Anyway, I had obviously learned a bit the first time round, because this installation and configuration session went much more smoothly, and I’ve managed to get the things I had issues with last time (like hibernation and font configuration) properly sorted out. I’ve also started using XMonad as a window manager. Like Awesome, it’s a tiling window manager, meaning that it automatically organises placement of your windows for you, and allows you to use just the keyboard to navigate and manage them. I liked Awesome, but for some reason, I had a hard time modifying the configuration to my liking, without totally breaking things. I thought that XMonad would be even harder, because the configuration file is in Haskell — a language I don’t know. Haskell turned out to be easier to understand than I thought, and because you can set up your configuration to override some of the default settings (rather than having to write a full, replacement configuration), the file can be quite concise and easy to write and maintain. I’ve got a couple of very thin status bars as you can see in the screenshot above (and here) which take up very little vertical space, and there is no window chrome which all means that you maximise the screen space for content — important on such a small screen.

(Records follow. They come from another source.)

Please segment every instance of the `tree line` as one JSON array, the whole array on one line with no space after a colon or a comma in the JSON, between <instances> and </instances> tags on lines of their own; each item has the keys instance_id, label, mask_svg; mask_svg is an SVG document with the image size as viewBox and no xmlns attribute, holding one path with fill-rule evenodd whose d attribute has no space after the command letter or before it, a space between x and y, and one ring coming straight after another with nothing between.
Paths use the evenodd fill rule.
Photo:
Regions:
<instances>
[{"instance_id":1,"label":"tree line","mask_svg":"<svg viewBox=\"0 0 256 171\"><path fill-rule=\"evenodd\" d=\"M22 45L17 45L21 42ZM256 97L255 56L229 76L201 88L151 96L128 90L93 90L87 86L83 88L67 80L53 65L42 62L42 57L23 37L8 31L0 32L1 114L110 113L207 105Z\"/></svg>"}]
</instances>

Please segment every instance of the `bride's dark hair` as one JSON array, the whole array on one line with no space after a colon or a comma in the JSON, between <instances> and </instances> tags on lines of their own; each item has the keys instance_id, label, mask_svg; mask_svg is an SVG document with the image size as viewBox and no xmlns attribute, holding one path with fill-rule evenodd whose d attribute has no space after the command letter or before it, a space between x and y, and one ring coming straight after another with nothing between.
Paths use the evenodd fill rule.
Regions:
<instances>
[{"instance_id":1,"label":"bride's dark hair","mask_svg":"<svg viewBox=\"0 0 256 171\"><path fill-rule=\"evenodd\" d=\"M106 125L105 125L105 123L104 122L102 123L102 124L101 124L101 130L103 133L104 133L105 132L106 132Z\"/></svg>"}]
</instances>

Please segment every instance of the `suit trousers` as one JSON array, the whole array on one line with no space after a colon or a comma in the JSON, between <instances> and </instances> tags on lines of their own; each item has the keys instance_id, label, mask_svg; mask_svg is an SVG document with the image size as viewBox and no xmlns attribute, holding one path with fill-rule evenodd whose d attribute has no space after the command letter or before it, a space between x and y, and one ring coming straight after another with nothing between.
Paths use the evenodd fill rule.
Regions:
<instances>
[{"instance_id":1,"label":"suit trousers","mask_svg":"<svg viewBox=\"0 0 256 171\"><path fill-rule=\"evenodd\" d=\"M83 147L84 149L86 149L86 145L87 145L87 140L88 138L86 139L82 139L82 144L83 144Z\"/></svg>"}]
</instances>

I think that I’ve got things set up the way I like now. I’ve got very few applications with GUIs (just Chromium, gVim, Inkspace, Gimp, evince, OpenOffice (for emergencies) and TeXMaker), but I have some nice command line applications. I’m using mc for file management, feh for image viewing (and setting the desktop background), R for statistics and graphs, irssi for occasional IRC use, scrot for screenshots and twidge for Twittering. I’ve also managed to set up Dropbox as a daemon, with the dropbox.py script to check status and other things, so that I don’t need a panel or dock.
I find this barebones system oddly bracing and refreshing. On the Mac, I love the way that everything Just Works, and the fact that the applications are so beautifully designed (aesthetically and functionally). Arch Linux is almost the opposite of that (with the exception of the functional part): things work very well, but only if you configure them yourself, and the command line applications I have chosen, while beautiful in their own way, are completely different from their Mac counterparts. There is occasionally a bit of mental crashing of gears going from one to the other, but more often it is a refreshing switch, like having a cool shower. The stripped down system suits my little netbook (nicknamed ‘Archie’ of course) very well.